On 13/02/07, Michael Monnerie <michael.monnerie@xxxxxxxxxxxxxxxx> wrote:
On Samstag, 10. Februar 2007 01:51 Eduardo J. Ortega wrote: > 1) pg_start_backup > 2) tar to my tape device /data/postgresql excluding > /data/postgresql/pg_xlog 3) pg_stop_backup > 4) delete WAL files under /data/pg_trans_log/ (which is the directory > to which archive_command copies my archived WAL files) with name > "smaller" than the name of the last 000*.backup > 5) append to previously created tar on the tape the WAL > directory /data/pg_trans_log/ Dear all, I'm replying to this message because it's a good start, and I'm thinking of switching from currently pg_dump on all databases to using the concept of base+WAL backup. What we did until now was (not using WAL) - pg_dump for each DB - vacuum full analyze for each DB after backup From what I understand, if I run a vacuum, the WAL logs will be enormous, as they do not simply store the vacuum command itself, but every single operation done on the db.
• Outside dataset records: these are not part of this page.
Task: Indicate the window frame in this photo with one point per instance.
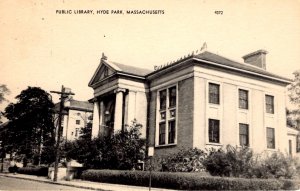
(245, 100)
(170, 115)
(248, 134)
(273, 138)
(272, 105)
(210, 98)
(209, 130)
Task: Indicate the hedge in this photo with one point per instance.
(39, 171)
(185, 181)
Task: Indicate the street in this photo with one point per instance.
(7, 183)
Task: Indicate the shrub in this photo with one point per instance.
(276, 165)
(121, 150)
(189, 160)
(39, 171)
(13, 169)
(185, 181)
(217, 163)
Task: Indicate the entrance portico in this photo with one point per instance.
(119, 98)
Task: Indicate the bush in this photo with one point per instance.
(39, 171)
(276, 165)
(240, 162)
(184, 181)
(189, 160)
(121, 150)
(13, 169)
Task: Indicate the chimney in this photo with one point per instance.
(257, 58)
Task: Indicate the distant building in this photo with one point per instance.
(76, 115)
(202, 100)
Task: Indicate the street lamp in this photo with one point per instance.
(150, 155)
(64, 93)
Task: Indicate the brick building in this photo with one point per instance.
(202, 100)
(76, 115)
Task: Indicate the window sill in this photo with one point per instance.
(214, 144)
(165, 145)
(214, 105)
(269, 149)
(244, 110)
(270, 114)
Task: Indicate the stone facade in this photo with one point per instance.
(173, 103)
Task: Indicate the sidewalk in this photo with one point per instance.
(81, 183)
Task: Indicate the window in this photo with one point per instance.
(163, 99)
(244, 134)
(243, 99)
(214, 93)
(162, 133)
(167, 116)
(290, 148)
(270, 104)
(76, 132)
(214, 131)
(172, 97)
(270, 138)
(171, 135)
(298, 144)
(105, 72)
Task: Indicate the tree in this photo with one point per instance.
(31, 123)
(3, 91)
(294, 95)
(119, 151)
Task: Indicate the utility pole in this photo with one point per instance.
(63, 96)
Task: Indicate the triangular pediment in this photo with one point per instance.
(102, 72)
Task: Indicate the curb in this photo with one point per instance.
(51, 182)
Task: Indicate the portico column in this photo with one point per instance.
(101, 119)
(118, 109)
(96, 118)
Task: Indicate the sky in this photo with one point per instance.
(42, 48)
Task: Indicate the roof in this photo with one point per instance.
(130, 69)
(76, 105)
(210, 59)
(208, 56)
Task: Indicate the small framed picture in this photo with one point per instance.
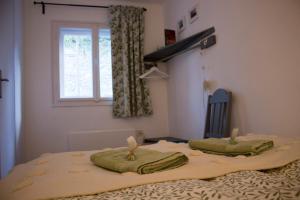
(194, 14)
(181, 24)
(170, 37)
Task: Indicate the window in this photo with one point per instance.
(81, 64)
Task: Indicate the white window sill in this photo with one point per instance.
(82, 103)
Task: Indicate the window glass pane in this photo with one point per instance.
(105, 64)
(76, 67)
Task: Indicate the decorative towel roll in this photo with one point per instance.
(147, 161)
(223, 147)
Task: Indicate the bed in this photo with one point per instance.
(274, 174)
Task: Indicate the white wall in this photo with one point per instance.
(46, 126)
(257, 57)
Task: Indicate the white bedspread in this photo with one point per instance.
(72, 173)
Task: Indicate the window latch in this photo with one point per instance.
(2, 80)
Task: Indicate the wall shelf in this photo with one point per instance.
(203, 39)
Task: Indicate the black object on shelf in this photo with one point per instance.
(166, 53)
(169, 139)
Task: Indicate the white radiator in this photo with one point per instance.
(99, 139)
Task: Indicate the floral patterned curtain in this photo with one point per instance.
(131, 96)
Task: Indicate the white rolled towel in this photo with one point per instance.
(132, 145)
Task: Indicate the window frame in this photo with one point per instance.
(96, 100)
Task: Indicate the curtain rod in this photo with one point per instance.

If that's true, running vacuum before the base backup could be better, as there are less WAL logs to store, making the backup smaller, right?
No Not really, Since the base backup is just a dump of the database files only a Vacuum Full / Cluster / Reindex will actually shrink it plane Vacuum will just mark it all for reuse. A Vacuum of any sort will bloat the WAL so doing a vacuum pri to your base backups should mean that your WAL is smaller just after backup which may have advantages. Since you really ought to be using Autovacuum I would not worry about it too much. If you really want a small base backup in which case run a Vacuum Full before you backup but this may not shrink the actuall size of backup as the WAL for the privious backup will be larger. Peter.